I think Ethan's up to something too. I'm split 50/50 on Tony. Renee's starting to annoy the eff out of me, she's worse than Jiminy Cricket.

Dogsnaxx:

@ Johncon
Thanks! Janis needs to wash her hair badly! Who did Janeane Garofalo piss off in wardrobe to be stuck with that do and purple outfit for the season?

@ JJnoza
Now that the threat is moving on to the White House and Jack is teamed up with Tony again, let's hope we get a little break from Renee for a while!
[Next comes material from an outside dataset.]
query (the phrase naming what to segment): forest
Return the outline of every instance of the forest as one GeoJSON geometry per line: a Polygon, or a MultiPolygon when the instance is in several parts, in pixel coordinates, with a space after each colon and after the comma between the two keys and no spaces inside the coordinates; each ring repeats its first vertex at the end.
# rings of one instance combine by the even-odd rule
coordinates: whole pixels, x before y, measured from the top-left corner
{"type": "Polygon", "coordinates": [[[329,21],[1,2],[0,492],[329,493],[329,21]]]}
I'm taking a break from videos, haha! But we did have a post-mortem at the production office and discuss ways to improve/shorten for next time. I may try again in a few weeks.

Wildheart:

>Renee's starting to annoy the eff out of me

omg yes! I'm almost willing to see Kim Bauer come back because I think she may be less annoying than Renee. :)

Wow....Grease AND Hair musical references in one recap?! Excellent! :)

Great episode - greater recap....made me laugh out loud several times - which is weird because I'm alone at the office today....hope the cleaning crew isn't here... lol!